The column objects we currently have are certainly anemic, and I agree
it'd be nice if the type casting code was pushed out of Base and into
the adapters. All things in good time, assuming the caching approach
works, I'd definitely like to tidy the implementation a little more.
I definitely like the general shape of:

attributes_cache['foo'] = self.columns['foo'].serialize(attributes['foo'])

So assuming we don't see any breakage, I'll investigate that kind of a change.

Excellent - that would be great.

We've discussed partial-row updates in the past here, and they're
incompatible with model validations. Concurrent updates can each
see a valid state, issue an update, and leave the record invalid.

Hmm. Thinking out loud, the validations would only check values that
have changed, so that seems ok. Then when you do an update, you'd
send the key fields and the changed fields.

Now if 2 people tried to update the same record, and ActiveRecord was
doing partial updates, then I could see how might end up in an invalid
state on the database side.

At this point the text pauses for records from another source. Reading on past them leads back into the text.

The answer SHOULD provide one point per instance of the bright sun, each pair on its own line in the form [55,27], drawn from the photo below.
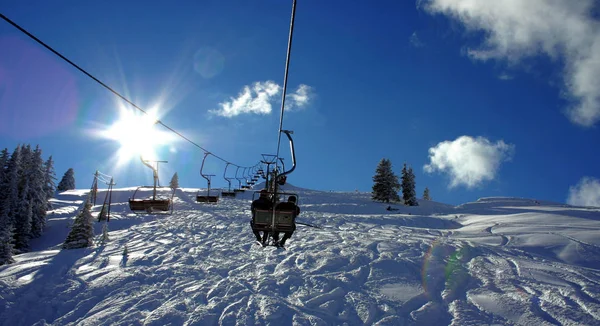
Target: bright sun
[138,136]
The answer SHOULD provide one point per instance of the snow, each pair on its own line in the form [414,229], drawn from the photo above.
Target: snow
[499,260]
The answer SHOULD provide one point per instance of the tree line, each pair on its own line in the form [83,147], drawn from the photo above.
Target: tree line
[386,185]
[27,182]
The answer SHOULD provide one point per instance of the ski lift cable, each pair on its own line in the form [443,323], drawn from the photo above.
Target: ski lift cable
[287,65]
[104,85]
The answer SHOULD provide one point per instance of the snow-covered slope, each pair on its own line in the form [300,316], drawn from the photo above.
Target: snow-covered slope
[495,261]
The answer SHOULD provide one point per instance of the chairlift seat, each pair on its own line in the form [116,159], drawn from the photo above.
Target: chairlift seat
[149,205]
[284,220]
[207,199]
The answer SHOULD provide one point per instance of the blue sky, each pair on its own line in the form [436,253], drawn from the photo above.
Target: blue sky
[481,100]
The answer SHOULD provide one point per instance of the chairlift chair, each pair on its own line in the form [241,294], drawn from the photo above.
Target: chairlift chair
[160,200]
[239,189]
[227,193]
[274,220]
[206,198]
[277,220]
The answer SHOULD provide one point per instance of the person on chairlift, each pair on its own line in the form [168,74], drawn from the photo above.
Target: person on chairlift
[290,205]
[263,203]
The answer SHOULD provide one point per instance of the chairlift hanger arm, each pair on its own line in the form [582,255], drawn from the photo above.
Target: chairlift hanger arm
[293,152]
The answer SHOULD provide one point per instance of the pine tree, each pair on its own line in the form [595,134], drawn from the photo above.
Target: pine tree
[11,190]
[23,217]
[105,237]
[82,231]
[103,215]
[68,181]
[4,157]
[385,183]
[426,194]
[174,184]
[6,236]
[49,177]
[408,187]
[37,192]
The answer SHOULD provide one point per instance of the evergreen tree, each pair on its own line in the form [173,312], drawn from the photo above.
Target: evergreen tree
[4,157]
[174,184]
[408,187]
[37,194]
[426,194]
[82,231]
[105,237]
[23,219]
[103,216]
[385,183]
[68,181]
[6,236]
[11,188]
[49,177]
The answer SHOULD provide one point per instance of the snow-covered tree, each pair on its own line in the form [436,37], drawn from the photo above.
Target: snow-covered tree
[104,239]
[82,231]
[4,157]
[11,187]
[385,183]
[103,215]
[68,181]
[37,192]
[408,187]
[6,235]
[426,194]
[49,178]
[174,184]
[23,217]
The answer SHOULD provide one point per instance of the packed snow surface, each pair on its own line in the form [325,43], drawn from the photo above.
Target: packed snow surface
[498,260]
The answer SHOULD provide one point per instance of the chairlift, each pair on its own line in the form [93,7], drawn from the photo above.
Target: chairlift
[229,192]
[274,220]
[282,178]
[206,198]
[239,189]
[152,199]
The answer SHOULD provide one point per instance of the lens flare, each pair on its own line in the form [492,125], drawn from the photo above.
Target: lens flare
[137,135]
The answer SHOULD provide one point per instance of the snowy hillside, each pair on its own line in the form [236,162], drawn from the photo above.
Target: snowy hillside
[494,261]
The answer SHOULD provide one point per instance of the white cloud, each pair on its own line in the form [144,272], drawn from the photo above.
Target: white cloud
[259,98]
[516,29]
[415,40]
[300,98]
[468,161]
[585,193]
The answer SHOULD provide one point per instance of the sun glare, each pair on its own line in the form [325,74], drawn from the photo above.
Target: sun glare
[137,135]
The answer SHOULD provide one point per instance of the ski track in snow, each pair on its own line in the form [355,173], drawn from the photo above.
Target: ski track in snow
[486,262]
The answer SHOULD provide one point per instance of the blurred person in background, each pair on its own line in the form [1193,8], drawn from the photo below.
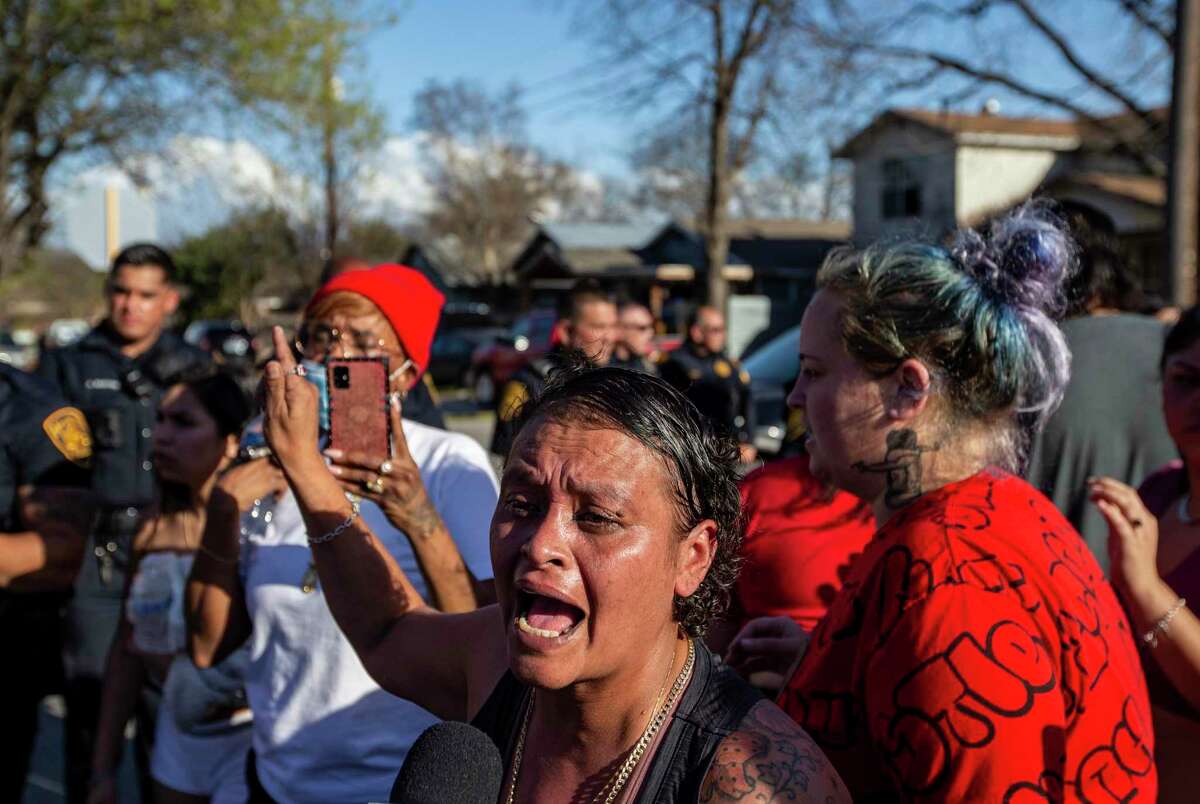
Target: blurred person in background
[1110,421]
[45,516]
[802,537]
[714,382]
[587,323]
[117,375]
[976,651]
[195,757]
[613,545]
[421,403]
[323,730]
[635,343]
[1156,564]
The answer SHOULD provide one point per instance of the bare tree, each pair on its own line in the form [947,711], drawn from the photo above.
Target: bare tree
[731,69]
[102,79]
[489,181]
[988,46]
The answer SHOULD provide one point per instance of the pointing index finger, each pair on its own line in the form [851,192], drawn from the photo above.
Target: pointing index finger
[282,349]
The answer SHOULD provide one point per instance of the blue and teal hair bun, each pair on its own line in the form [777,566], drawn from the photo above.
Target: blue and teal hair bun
[982,315]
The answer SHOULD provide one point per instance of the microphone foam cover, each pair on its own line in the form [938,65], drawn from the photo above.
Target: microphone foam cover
[450,762]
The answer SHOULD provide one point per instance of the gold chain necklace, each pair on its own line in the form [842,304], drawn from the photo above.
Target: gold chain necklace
[617,781]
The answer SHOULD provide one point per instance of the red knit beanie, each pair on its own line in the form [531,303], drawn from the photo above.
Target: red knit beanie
[406,298]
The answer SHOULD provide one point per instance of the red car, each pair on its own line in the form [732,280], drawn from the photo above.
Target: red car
[492,364]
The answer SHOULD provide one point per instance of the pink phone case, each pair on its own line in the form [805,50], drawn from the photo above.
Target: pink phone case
[358,407]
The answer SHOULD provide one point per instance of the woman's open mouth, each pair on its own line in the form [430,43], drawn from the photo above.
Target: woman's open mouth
[546,617]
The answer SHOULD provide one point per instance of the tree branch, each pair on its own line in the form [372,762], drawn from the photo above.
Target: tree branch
[1072,58]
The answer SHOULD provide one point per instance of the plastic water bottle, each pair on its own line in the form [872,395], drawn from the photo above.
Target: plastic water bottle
[149,609]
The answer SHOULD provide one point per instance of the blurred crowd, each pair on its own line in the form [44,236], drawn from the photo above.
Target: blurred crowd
[964,576]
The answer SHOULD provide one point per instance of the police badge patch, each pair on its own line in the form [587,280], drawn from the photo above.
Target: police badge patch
[67,430]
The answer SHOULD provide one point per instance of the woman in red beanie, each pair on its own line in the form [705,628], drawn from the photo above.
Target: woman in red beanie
[323,729]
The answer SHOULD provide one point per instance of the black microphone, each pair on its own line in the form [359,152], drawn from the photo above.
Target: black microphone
[450,762]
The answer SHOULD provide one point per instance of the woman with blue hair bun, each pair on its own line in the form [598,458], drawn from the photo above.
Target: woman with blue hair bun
[976,651]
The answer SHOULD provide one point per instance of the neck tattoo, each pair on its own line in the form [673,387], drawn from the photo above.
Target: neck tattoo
[659,713]
[900,467]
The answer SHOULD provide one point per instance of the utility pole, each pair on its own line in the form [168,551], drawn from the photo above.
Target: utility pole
[1183,186]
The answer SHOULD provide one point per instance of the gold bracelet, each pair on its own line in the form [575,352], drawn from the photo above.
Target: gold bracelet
[220,559]
[1164,624]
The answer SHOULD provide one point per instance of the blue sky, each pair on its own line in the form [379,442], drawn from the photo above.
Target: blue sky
[498,42]
[532,42]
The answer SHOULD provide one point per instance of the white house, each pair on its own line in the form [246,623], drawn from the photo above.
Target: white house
[929,172]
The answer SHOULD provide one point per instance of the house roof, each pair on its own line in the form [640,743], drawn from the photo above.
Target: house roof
[985,127]
[787,229]
[573,237]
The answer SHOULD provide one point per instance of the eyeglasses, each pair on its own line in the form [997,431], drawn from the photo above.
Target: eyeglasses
[321,339]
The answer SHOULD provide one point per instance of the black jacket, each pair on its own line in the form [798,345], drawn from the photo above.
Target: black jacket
[120,397]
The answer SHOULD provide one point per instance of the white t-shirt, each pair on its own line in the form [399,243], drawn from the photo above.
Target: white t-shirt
[324,731]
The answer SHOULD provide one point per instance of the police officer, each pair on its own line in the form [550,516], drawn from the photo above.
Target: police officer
[587,322]
[115,375]
[635,342]
[45,448]
[714,382]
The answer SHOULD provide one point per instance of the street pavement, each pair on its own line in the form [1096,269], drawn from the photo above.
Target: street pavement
[45,781]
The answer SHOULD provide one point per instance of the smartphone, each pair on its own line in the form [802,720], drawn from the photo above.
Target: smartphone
[358,407]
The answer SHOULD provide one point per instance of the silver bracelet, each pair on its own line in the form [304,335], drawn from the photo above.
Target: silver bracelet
[1163,625]
[336,532]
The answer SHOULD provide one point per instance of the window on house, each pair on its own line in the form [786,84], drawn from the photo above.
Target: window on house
[901,190]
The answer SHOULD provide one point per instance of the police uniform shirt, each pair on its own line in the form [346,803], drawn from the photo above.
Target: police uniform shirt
[119,396]
[525,384]
[717,384]
[42,442]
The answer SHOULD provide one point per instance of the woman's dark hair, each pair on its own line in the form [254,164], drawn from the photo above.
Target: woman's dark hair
[981,315]
[702,462]
[1182,335]
[222,399]
[145,253]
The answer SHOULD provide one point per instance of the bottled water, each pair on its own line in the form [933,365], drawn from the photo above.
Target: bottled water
[151,595]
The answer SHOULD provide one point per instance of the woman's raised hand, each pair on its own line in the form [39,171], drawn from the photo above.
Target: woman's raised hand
[395,485]
[291,408]
[767,645]
[1133,534]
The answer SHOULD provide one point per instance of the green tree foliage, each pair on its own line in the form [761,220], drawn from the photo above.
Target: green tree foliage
[222,267]
[107,78]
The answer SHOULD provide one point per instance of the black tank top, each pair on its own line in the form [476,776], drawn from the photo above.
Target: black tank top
[715,702]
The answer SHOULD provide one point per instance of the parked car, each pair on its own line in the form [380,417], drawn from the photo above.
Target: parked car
[773,369]
[450,357]
[228,341]
[493,364]
[16,354]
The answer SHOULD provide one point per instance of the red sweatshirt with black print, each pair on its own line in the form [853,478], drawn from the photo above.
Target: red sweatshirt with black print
[977,653]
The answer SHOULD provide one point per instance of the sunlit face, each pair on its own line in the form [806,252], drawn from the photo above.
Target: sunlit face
[594,330]
[366,335]
[637,330]
[709,330]
[187,444]
[139,300]
[843,405]
[587,553]
[1181,400]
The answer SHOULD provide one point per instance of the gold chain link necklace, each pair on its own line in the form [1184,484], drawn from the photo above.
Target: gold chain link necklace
[617,781]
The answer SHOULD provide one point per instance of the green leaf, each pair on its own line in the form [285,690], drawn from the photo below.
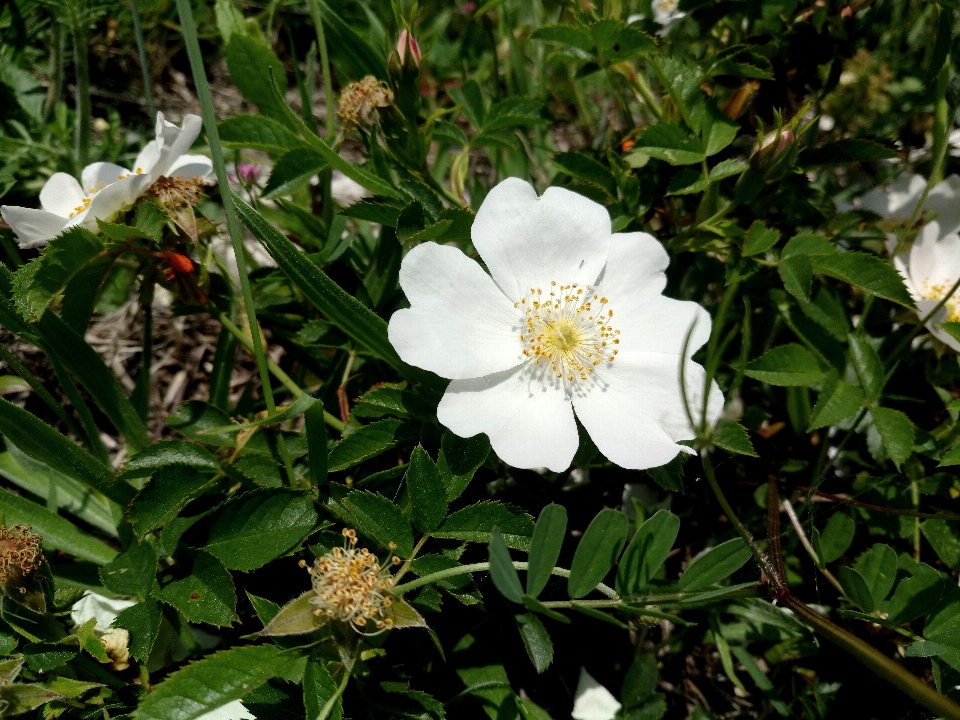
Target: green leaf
[252,65]
[759,239]
[856,589]
[944,538]
[475,523]
[318,689]
[293,171]
[142,621]
[297,617]
[38,440]
[202,589]
[249,531]
[394,401]
[716,564]
[166,453]
[872,274]
[502,571]
[896,431]
[133,572]
[672,143]
[428,496]
[790,365]
[577,36]
[88,367]
[365,443]
[536,640]
[205,685]
[65,256]
[459,459]
[837,401]
[647,552]
[348,314]
[165,495]
[257,132]
[380,519]
[545,546]
[57,533]
[836,537]
[866,362]
[878,568]
[597,552]
[582,167]
[733,437]
[761,680]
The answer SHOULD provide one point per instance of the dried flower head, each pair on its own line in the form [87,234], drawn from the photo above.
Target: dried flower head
[352,586]
[360,100]
[20,554]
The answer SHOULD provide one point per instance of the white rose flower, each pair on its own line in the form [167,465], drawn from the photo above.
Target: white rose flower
[593,701]
[106,189]
[930,270]
[572,320]
[897,203]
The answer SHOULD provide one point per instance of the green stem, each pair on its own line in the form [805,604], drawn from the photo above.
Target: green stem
[324,65]
[484,567]
[81,62]
[275,369]
[144,65]
[877,662]
[189,30]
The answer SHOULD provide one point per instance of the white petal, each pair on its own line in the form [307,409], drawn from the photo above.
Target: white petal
[529,242]
[176,141]
[459,324]
[635,413]
[98,175]
[593,701]
[231,711]
[148,156]
[944,198]
[530,423]
[33,227]
[62,195]
[104,609]
[188,166]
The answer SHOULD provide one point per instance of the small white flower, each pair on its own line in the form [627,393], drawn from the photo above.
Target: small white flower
[106,189]
[666,13]
[593,701]
[897,203]
[930,270]
[572,319]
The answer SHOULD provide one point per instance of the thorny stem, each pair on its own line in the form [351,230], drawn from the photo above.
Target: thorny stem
[276,370]
[805,541]
[483,567]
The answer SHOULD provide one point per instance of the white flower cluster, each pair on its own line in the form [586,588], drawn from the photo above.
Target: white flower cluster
[570,320]
[931,266]
[106,189]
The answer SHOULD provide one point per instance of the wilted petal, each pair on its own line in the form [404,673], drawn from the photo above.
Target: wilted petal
[528,242]
[188,166]
[459,324]
[530,423]
[33,227]
[593,701]
[62,195]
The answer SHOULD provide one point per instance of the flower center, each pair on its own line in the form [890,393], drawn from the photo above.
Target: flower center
[352,587]
[569,327]
[938,292]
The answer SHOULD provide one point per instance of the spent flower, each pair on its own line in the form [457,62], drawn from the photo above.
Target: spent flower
[351,585]
[106,189]
[571,319]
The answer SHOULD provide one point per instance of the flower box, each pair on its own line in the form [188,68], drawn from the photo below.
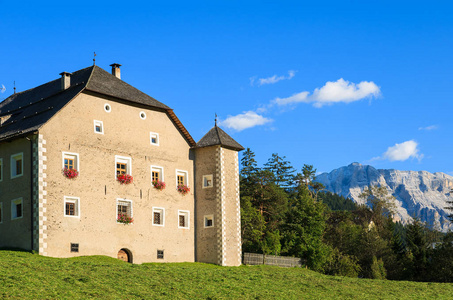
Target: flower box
[159,185]
[70,173]
[124,219]
[124,178]
[183,189]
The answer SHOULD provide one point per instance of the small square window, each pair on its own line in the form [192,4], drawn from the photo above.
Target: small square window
[182,178]
[17,165]
[154,138]
[158,216]
[157,173]
[70,160]
[98,127]
[124,211]
[183,219]
[207,181]
[71,207]
[123,165]
[208,221]
[16,209]
[74,247]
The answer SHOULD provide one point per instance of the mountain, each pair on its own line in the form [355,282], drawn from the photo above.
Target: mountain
[418,194]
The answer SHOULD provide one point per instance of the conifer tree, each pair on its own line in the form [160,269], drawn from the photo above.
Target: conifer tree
[282,170]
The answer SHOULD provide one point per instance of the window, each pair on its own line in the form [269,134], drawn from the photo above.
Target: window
[17,165]
[123,207]
[183,219]
[123,165]
[70,161]
[208,221]
[182,178]
[72,207]
[154,138]
[157,173]
[158,216]
[16,209]
[74,247]
[98,127]
[207,181]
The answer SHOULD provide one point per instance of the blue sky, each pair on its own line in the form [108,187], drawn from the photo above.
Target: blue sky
[325,83]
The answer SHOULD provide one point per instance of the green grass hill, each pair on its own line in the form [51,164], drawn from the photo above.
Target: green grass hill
[29,276]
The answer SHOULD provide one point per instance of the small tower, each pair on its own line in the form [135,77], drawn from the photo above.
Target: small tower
[217,203]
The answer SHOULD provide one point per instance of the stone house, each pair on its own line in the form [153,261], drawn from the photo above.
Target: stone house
[67,151]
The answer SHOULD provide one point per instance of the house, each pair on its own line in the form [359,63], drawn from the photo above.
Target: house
[69,148]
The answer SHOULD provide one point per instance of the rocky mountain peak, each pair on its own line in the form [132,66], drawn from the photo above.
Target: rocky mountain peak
[419,194]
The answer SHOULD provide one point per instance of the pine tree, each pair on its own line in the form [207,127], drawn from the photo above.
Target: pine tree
[282,170]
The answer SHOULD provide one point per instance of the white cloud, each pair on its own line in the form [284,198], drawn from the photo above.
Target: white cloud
[272,79]
[334,92]
[428,128]
[245,120]
[403,151]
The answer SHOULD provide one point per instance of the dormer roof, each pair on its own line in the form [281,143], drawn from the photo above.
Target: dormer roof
[30,109]
[216,136]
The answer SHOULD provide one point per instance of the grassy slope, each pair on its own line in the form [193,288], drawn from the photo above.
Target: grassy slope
[25,275]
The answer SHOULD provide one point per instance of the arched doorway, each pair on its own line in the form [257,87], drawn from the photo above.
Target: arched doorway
[125,255]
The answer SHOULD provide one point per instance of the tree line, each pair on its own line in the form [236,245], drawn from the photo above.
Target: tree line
[286,212]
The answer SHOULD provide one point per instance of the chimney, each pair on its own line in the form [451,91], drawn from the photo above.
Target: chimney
[65,80]
[116,70]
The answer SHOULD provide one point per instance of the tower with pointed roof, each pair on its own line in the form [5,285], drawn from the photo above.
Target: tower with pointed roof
[218,233]
[90,165]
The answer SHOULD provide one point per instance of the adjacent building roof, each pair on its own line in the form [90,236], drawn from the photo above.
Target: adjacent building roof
[217,136]
[25,112]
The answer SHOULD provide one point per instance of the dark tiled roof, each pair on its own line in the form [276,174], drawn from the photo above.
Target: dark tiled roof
[217,136]
[27,111]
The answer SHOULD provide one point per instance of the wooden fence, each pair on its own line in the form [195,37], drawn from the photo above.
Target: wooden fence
[271,260]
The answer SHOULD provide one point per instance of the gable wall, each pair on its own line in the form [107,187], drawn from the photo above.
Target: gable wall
[125,134]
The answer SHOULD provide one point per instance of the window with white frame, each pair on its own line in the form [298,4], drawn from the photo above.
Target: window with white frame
[17,165]
[123,209]
[208,221]
[157,173]
[154,138]
[72,207]
[183,219]
[123,165]
[71,161]
[182,178]
[207,181]
[98,127]
[158,216]
[17,208]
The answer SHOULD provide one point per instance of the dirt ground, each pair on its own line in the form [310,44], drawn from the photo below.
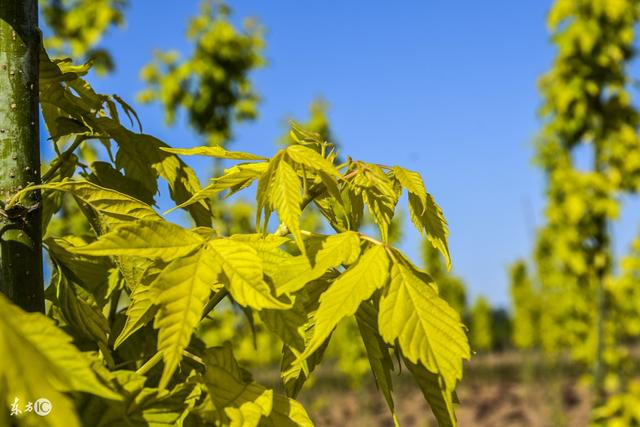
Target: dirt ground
[495,393]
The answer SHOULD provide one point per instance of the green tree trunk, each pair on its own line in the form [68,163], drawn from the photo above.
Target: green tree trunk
[20,227]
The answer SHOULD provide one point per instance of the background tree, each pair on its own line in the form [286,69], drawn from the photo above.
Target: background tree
[75,27]
[525,308]
[212,86]
[481,327]
[20,229]
[588,113]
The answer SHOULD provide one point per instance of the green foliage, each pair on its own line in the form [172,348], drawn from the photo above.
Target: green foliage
[212,85]
[481,329]
[587,108]
[450,287]
[135,294]
[525,308]
[77,26]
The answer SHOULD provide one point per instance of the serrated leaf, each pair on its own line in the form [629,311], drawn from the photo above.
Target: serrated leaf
[412,181]
[427,329]
[344,296]
[40,359]
[286,197]
[309,158]
[265,187]
[80,309]
[288,325]
[107,176]
[112,206]
[435,392]
[140,312]
[181,290]
[234,179]
[143,160]
[228,390]
[216,151]
[377,352]
[244,274]
[429,219]
[323,253]
[149,239]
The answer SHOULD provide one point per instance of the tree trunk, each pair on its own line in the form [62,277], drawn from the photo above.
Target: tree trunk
[20,227]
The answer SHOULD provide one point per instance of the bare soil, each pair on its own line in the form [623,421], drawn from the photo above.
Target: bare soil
[497,391]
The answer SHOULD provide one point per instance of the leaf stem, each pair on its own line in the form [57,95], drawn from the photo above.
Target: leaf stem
[63,157]
[149,364]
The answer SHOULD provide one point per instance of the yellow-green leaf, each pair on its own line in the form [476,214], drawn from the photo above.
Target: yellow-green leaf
[149,239]
[344,296]
[181,290]
[286,198]
[244,274]
[216,151]
[428,330]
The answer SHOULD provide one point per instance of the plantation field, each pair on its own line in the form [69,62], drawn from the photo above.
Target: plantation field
[495,392]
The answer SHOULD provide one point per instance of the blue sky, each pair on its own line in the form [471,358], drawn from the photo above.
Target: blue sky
[445,88]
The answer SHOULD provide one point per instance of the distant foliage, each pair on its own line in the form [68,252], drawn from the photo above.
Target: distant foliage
[130,298]
[481,328]
[77,26]
[589,113]
[212,86]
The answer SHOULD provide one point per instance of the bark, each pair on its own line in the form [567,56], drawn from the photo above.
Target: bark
[20,227]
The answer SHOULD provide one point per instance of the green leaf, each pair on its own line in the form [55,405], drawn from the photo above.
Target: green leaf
[107,176]
[143,160]
[286,198]
[248,401]
[216,151]
[89,272]
[427,329]
[440,398]
[112,207]
[429,219]
[181,290]
[309,158]
[244,274]
[344,296]
[80,309]
[149,239]
[288,325]
[323,253]
[234,179]
[40,359]
[140,312]
[412,181]
[265,188]
[377,352]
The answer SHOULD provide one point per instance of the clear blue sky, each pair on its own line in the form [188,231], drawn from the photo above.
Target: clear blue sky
[445,88]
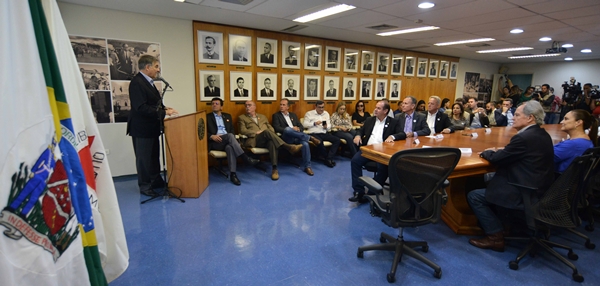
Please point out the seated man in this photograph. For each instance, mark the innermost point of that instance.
(505, 116)
(526, 162)
(261, 134)
(291, 130)
(377, 129)
(318, 124)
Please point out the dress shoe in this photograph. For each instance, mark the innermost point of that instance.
(233, 178)
(494, 242)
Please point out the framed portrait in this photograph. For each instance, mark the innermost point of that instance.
(367, 62)
(383, 62)
(290, 58)
(366, 88)
(332, 61)
(210, 47)
(331, 87)
(311, 87)
(313, 57)
(212, 84)
(266, 52)
(350, 60)
(453, 70)
(266, 86)
(409, 69)
(395, 90)
(422, 67)
(381, 89)
(349, 87)
(240, 50)
(240, 86)
(396, 68)
(290, 86)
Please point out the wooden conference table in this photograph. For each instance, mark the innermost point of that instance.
(457, 213)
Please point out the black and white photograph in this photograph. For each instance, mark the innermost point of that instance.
(240, 86)
(349, 86)
(290, 86)
(383, 62)
(367, 62)
(409, 69)
(240, 50)
(313, 57)
(422, 67)
(124, 55)
(396, 68)
(266, 86)
(434, 68)
(332, 61)
(331, 87)
(311, 87)
(95, 77)
(290, 58)
(89, 50)
(266, 52)
(350, 60)
(212, 84)
(210, 47)
(366, 89)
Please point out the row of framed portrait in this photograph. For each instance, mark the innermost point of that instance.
(211, 50)
(312, 87)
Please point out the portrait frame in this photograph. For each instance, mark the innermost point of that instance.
(284, 86)
(350, 55)
(309, 48)
(386, 66)
(260, 44)
(247, 54)
(203, 53)
(260, 79)
(335, 62)
(247, 76)
(307, 79)
(203, 80)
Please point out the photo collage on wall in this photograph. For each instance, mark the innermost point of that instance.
(107, 66)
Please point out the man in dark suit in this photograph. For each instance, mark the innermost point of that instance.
(368, 134)
(144, 124)
(221, 138)
(526, 162)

Of course that's easily solved on the
database side - but there would be no way to solve it on the rails
side.

could definitely be put into a plugin, and I'm happy to roll in any
hooks needed to simplify that.

A possible hook would be a setter method you could override, or for a
cleaner implementation, fire a changed event when a field is updated.
Then you could roll your own "changed" hash table.

The fact it hasn't gathered a large number of
users indicates to me that perhaps it's a bit of a niche feature.

Interesting - ok.

Anyway, I'd agree keeping track of changes is not nearly as important
as separating out serialized/unserialized values in the attributes
hash table and having a good column implementation.

I'm excited you're looking at this, this will be a big improvement for
ActiveRecord.

Charlie

What about requiring optimistic locking for partial row updates? That would
seem to allow it to work without greatly contorting the rest of
ActiveRecord.

Yeah, if someone wanted to implement this kind of behaviour with a
plugin, they'd definitely need to be checking locks_optimistically? or
whatever that boolean is. Starting with Jeremy's dirty plugin, I
imagine it won't be a huge amount of work.